Nuestro llanto
Los medios publican reportajes en los que se recuerda la destrucción de Hiroshima y Nagasaki, en 1945. Hace meses escribí para un suplemento literario un artículo en el que recogía la versión nipona, plasmada en libros, películas y manga. Nunca el mundo llorará bastante aquellos dos días de agosto. Aunque en Tokio habían muerto ya más personas por bombas «convencionales», las atómicas sobrepasaron los límites conocidos. Curiosamente, Beevor, Hastings y Burleigh cuyos libros se venden por cientos de miles, siguen manteniendo que con ellas se evitó que un millón de soldados estadounidenses murieran en la ocupación del país. En cambio, otros -los más- insisten en que Japón estaba ya vencido. El cielo lloró «lluvia negra». Antes de los lanzamientos, científicos del Proyecto Manhattan hicieron llegar al presidente Truman una carta en la que proponían que la bomba atómica no se arrojase sobre una ciudad sino en una isla desierta, como aviso contundente. No se les hizo caso. Había que intimidar a Stalin y obtener rédito electoral: vengar Pearl Harbor. MacArthur coordinaría después una admirable etapa de transición a la democracia, pero aquel terrible final nuclear no fue el único camino posible, aunque los belicistas japoneses eran el equivalente oriental de los nazis. En Hiroshima y Nagasaki murieron miles de inocentes. Y seguirían muriendo por la radiación. Ese pecado puede ser perdonado, pero no negado.

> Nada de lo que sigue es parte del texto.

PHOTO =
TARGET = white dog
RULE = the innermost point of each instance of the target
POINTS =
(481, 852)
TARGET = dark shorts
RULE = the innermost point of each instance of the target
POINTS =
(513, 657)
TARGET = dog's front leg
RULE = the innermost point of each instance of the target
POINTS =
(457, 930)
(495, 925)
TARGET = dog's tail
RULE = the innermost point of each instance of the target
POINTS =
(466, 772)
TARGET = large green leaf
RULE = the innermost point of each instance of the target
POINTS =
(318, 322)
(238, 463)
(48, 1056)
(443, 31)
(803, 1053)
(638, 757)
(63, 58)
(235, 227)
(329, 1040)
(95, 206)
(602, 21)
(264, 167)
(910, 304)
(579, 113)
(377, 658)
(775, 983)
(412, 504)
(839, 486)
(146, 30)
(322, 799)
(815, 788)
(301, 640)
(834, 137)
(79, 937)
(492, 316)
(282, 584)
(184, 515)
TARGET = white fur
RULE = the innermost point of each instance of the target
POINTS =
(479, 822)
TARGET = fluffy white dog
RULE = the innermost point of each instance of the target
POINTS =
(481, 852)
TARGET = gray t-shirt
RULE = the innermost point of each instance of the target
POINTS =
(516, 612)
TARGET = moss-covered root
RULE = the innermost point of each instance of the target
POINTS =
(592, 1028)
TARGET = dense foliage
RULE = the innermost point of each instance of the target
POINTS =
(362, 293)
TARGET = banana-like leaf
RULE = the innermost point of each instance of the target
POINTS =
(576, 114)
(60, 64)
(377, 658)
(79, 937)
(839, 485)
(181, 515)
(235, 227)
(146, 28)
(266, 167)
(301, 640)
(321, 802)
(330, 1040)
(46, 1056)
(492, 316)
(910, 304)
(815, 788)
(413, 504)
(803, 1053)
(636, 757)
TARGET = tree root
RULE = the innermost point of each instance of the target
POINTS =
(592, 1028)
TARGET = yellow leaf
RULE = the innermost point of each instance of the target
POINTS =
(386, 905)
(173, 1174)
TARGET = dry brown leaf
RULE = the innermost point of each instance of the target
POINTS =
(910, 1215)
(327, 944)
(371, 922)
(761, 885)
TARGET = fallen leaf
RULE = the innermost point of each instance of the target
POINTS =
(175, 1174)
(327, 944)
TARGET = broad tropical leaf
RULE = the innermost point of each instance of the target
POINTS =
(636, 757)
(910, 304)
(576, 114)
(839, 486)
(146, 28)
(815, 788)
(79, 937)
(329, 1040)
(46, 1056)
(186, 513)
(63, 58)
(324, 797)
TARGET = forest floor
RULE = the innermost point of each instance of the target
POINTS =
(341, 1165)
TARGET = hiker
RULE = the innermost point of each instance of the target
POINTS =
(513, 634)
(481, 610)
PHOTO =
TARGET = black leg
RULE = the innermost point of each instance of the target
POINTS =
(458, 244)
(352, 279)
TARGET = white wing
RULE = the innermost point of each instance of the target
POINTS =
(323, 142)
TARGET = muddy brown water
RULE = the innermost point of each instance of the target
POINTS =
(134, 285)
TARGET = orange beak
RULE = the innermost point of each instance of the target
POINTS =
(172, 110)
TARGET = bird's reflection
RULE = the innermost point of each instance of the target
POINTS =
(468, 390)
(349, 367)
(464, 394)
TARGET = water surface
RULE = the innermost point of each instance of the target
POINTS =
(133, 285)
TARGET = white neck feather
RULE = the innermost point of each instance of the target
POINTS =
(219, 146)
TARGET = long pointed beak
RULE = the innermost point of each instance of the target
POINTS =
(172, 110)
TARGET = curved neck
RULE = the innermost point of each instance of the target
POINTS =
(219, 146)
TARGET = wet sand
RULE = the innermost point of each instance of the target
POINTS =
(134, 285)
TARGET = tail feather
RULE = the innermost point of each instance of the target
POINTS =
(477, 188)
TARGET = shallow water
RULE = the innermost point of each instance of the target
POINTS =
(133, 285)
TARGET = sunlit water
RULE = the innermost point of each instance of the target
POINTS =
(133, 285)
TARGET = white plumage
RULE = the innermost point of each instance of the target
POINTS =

Me llega desde USA un artículo de la leonesa Margarita Merino, en la prestigiosa Puente Atlántico: Un apunte de una cultura perdida. Lágrimas cherokees en Tennessee , sobre el exterminio de este pueblo indio y la destrucción de su forma de convivir con la naturaleza. «¿Seguimos creyendo -aunque amemos una enorme parte de la cultura nutricia, la música, la literatura, el arte y...- en un Occidente superior?», se pregunta. Incluye una alusión a su propia provincia, agredida por «una ingeniería avasalladora». No es nuevo en ella este llanto por su tierra y por la Tierra.
Mi artículo sobre la visión nipona lo concluí recordando «el horror, el horror», de Kurtz. Pero proclamé verdad también su reverso: «el amor, el amor… «Y a él hemos de confiarnos en nuestros llantos, personales o colectivos.